A planet's volatile inventory (water, CO₂, N₂, etc.) is set by its initial composition and modified by outgassing and escape over time. The interplay between volcanic outgassing, photochemical loss, thermal escape, and ion pickup loss determines whether a planet retains or loses its atmosphere, fundamentally controlling habitability and long-term climate evolution.
From your study of atmospheric escape mechanisms, you know the physics of how individual gas molecules can be lost to space — thermal (Jeans) escape, hydrodynamic blow-off, sputtering, and ion pickup by the solar wind. And from planetary differentiation, you know that when a planet forms and separates into layers, volatile elements partition between the interior, the surface, and the atmosphere. Volatile inventory evolution brings these ideas together by asking the big-picture question: over billions of years, how does the balance between sources adding gas to the atmosphere and sinks removing it determine what kind of atmosphere a planet ends up with?
The primary source replenishing a planet's atmosphere is volcanic outgassing. As mantle rock melts and rises, dissolved gases — primarily water vapor, carbon dioxide, sulfur dioxide, and nitrogen — are released at the surface. A volcanically active planet continuously pumps new gas into its atmosphere from its interior reservoir. Early in a planet's history, when radioactive heating is strongest and the mantle is hottest, outgassing rates are highest. Over time, as the interior cools and volatile reservoirs in the mantle deplete, this source weakens. The total amount of volatiles a planet can ever outgas depends on how much was incorporated during formation — which is set by where in the protoplanetary disk the planet accreted and what material it captured.

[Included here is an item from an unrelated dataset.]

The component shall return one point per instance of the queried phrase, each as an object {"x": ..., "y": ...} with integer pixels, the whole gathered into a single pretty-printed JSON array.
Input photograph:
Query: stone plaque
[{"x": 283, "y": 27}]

On the loss side, the escape mechanisms you already know operate at different rates for different gases and under different planetary conditions. Thermal escape preferentially removes light molecules (hydrogen, helium) from small, warm planets with weak gravity. This is why the Moon and Mercury have essentially no atmospheres — their low gravity and high dayside temperatures allow virtually all gases to escape. Mars, intermediate in size, has lost most of its original atmosphere over 4 billion years: its moderate gravity retains heavy CO₂ but has allowed lighter molecules and much of its water (via photodissociation into hydrogen, which then escapes) to be stripped away. Solar wind stripping and ion pickup are especially effective on planets lacking a global magnetic field, because the solar wind can interact directly with the upper atmosphere. Mars's lack of a strong magnetic field has accelerated its atmospheric loss, as measured directly by NASA's MAVEN orbiter.
The comparative planetology of Earth, Venus, and Mars illustrates how volatile inventory evolution produces radically different outcomes from similar starting materials. All three likely began with comparable volatile endowments. Earth retained a thick atmosphere and surface oceans because its size provides sufficient gravity, its magnetic field shields against solar wind stripping, and the carbonate-silicate cycle regulates CO₂ over geological time. Venus may have started with surface water, but proximity to the Sun drove a runaway greenhouse that vaporized the oceans; water vapor in the upper atmosphere was then photodissociated and the hydrogen escaped, leaving Venus permanently desiccated with a massive CO₂ atmosphere. Mars lost most of its atmosphere through a combination of low gravity, absent magnetic field, and declining volcanic activity. Understanding these divergent histories — why one planet keeps its volatiles while another loses them — is central to assessing whether any given world can sustain liquid water and, potentially, life.